Though it is possible to do this with NHibernate directly, the q. has been closed before I had time to look at it (no ones fault, I just didn't have the time). I'll update if I find the time to do it through Hibernate HBM mapping, even though I don't agree to the approach. It is not good to wrestle with advanced concepts of Hib when the end result is less clear for other programmers and less clear overall (where did that table go? why isn't there a IDao abstraction for that table? See also NHibernate Best Practices and S#arp). However, the exercise is interesting nevertheless.

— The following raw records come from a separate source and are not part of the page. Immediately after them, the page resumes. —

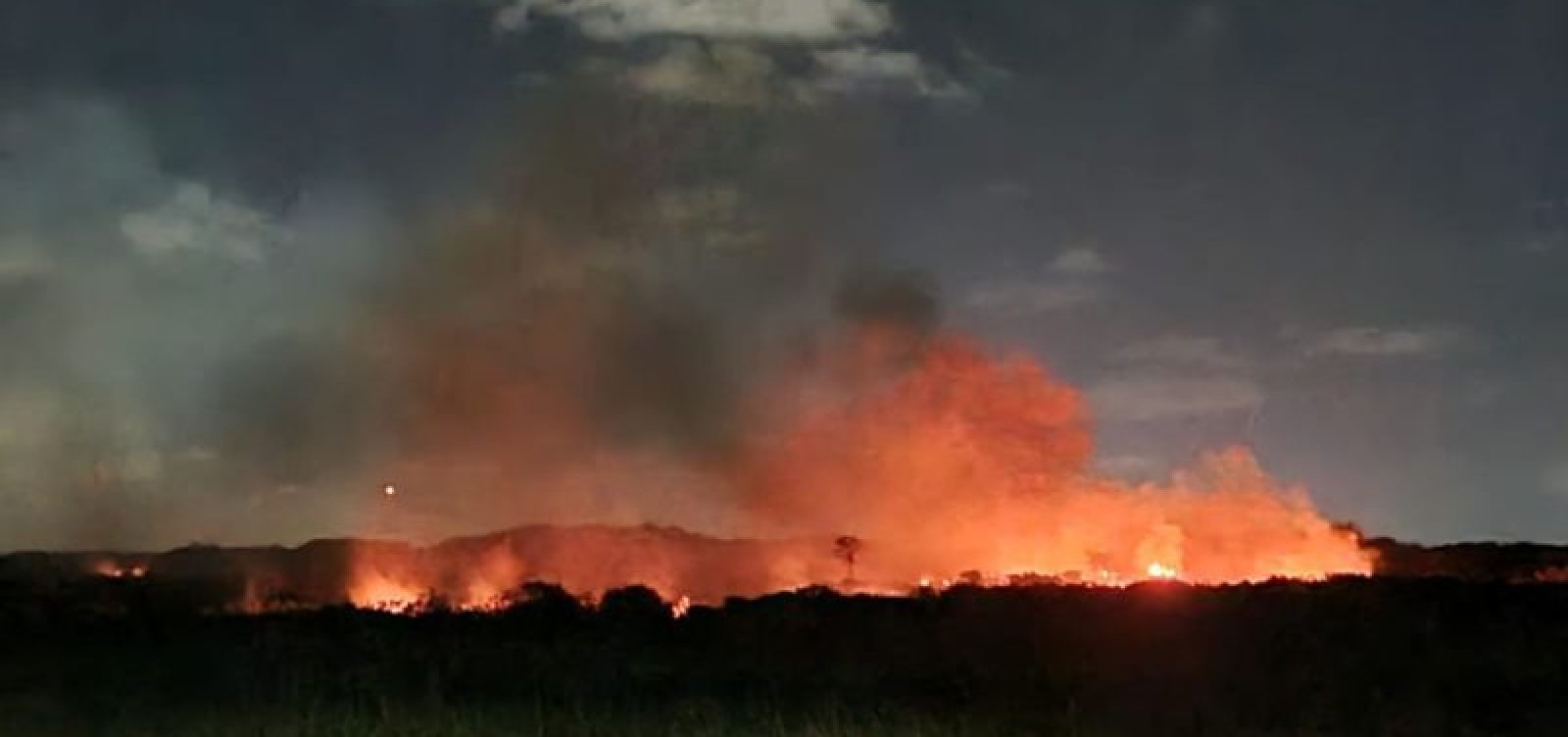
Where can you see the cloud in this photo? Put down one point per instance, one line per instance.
(1084, 261)
(715, 74)
(1032, 298)
(749, 52)
(195, 223)
(805, 21)
(1070, 281)
(21, 261)
(1141, 399)
(866, 68)
(1184, 352)
(1385, 342)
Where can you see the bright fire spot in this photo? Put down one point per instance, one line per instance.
(114, 571)
(384, 595)
(1162, 571)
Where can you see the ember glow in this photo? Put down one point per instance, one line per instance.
(969, 463)
(943, 465)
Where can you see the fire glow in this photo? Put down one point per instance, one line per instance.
(948, 465)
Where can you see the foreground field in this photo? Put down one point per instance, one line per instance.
(1348, 658)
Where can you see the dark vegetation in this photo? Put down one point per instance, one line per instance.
(1455, 640)
(1345, 658)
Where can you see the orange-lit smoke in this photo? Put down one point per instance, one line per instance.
(945, 463)
(960, 462)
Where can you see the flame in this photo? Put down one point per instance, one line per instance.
(1162, 571)
(968, 463)
(375, 592)
(946, 465)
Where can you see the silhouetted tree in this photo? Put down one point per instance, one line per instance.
(847, 549)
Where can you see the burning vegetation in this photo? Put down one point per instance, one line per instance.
(948, 467)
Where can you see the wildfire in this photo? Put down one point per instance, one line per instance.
(386, 595)
(110, 569)
(966, 463)
(1160, 571)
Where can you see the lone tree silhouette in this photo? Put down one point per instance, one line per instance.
(847, 549)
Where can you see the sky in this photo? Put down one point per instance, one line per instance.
(234, 232)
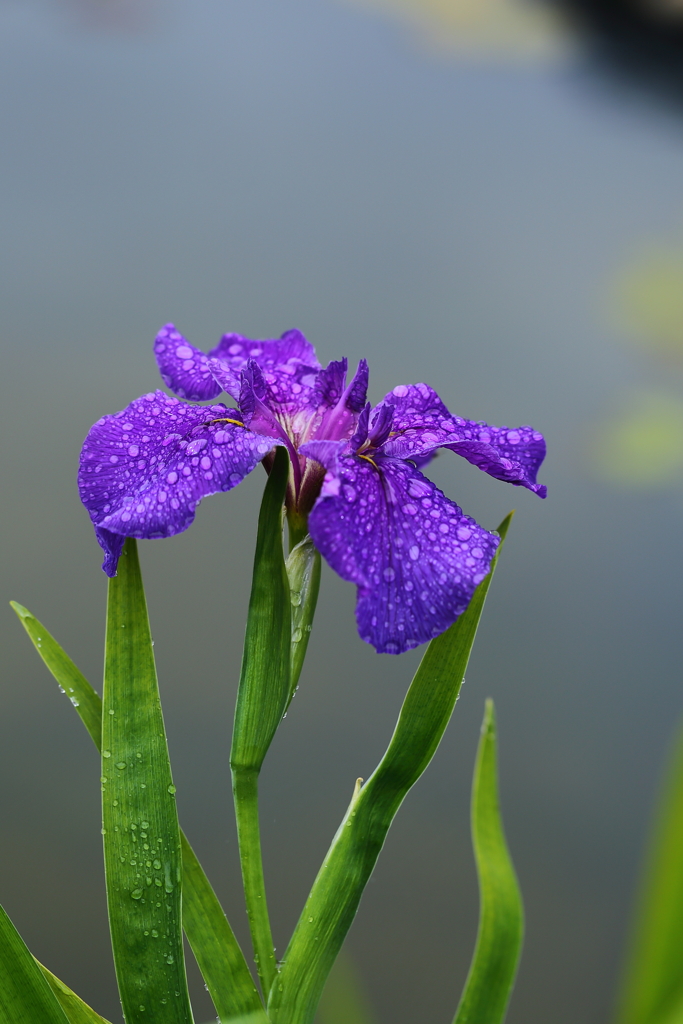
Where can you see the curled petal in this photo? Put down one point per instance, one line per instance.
(184, 369)
(422, 423)
(343, 403)
(228, 379)
(510, 455)
(415, 557)
(331, 382)
(356, 392)
(289, 365)
(144, 470)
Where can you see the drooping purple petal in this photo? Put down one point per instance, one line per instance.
(184, 369)
(331, 382)
(422, 423)
(343, 403)
(289, 365)
(144, 470)
(229, 380)
(360, 435)
(415, 557)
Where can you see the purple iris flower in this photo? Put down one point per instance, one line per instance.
(354, 476)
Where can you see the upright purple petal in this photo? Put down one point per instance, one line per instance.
(112, 545)
(184, 369)
(422, 423)
(289, 365)
(415, 557)
(144, 470)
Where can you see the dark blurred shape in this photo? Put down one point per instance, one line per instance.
(640, 40)
(115, 15)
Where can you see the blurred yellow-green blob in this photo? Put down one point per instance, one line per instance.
(512, 28)
(650, 302)
(642, 444)
(344, 1000)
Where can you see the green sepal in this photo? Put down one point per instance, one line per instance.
(492, 974)
(652, 980)
(26, 996)
(334, 899)
(142, 857)
(72, 681)
(76, 1010)
(303, 570)
(211, 938)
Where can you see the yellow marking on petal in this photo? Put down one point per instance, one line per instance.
(224, 420)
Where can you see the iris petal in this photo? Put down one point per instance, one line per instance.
(144, 470)
(184, 369)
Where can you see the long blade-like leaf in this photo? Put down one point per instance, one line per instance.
(218, 954)
(652, 986)
(26, 996)
(338, 888)
(501, 916)
(142, 858)
(262, 697)
(76, 1010)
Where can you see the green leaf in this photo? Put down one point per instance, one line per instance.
(26, 996)
(78, 689)
(303, 570)
(338, 888)
(262, 698)
(76, 1010)
(498, 947)
(652, 981)
(264, 680)
(213, 943)
(142, 857)
(218, 954)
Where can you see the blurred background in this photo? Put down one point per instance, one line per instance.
(484, 196)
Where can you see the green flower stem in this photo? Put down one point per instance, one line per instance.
(245, 790)
(262, 698)
(303, 570)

Considering the comments on "best practices": in typical situations, it shouldn't be only "one class per table", but also one IDaoXXX, one DaoConcreteXXX and one GetDaoXXX for each table, where you use class/interface hierarchy to differentiate between read-only and read/write tables. That's a minimum of four classes/lines of code per table. This is typically auto-generated but gives a very clear access layer (dao) to your data layer (dal). The data layer is best kept as spartan as possible. Nothing of these "best practices" prevent you using extension methods or partial methods for moving Role.Name into Role.
These are best general practices. It's not always possible or feasible or even necessary in certain special or typical sitations.
Personally I would create a Role class like Yassir
But If you want to use the structure that you have at the moment then create a view that contains the foriegn Key to your Person Table and the Role Description.
Modify the Set mapping table to point at your new view
Then modify your Role mapping so that it is a property instead of the many to one mapping.
However taking this approach I think will mean that you will not be able to update your role as it is reerencing a view.
Edit: To update the role you could add <sql-insert>,<sql-update> and <sql-delete> to your mapping file so that the cascade-all will work
i don't think it is possible to map many-to-one to a primitive type if i were you i would add a Role class to the model
This the biggest turn off of the whole OO purist thing.
Surely the goal is to have a working application. Not somebodies version of a perfect class hierarchy. So what if you have to code "prObject.Role.Name " instead of "prObject.Role". How does this help you make a better more reliable program?
From the application design purist point of view what you want is just plain wrong. A person can have several roles, a role can usually be assigned to several people.
Why go to all this trouble to enforce an unrealistic one role per person class hierachy when the undelaying data model is many roles per person?
If you really do have an "only one role per person" rule then it should be refleced in the underlying data model.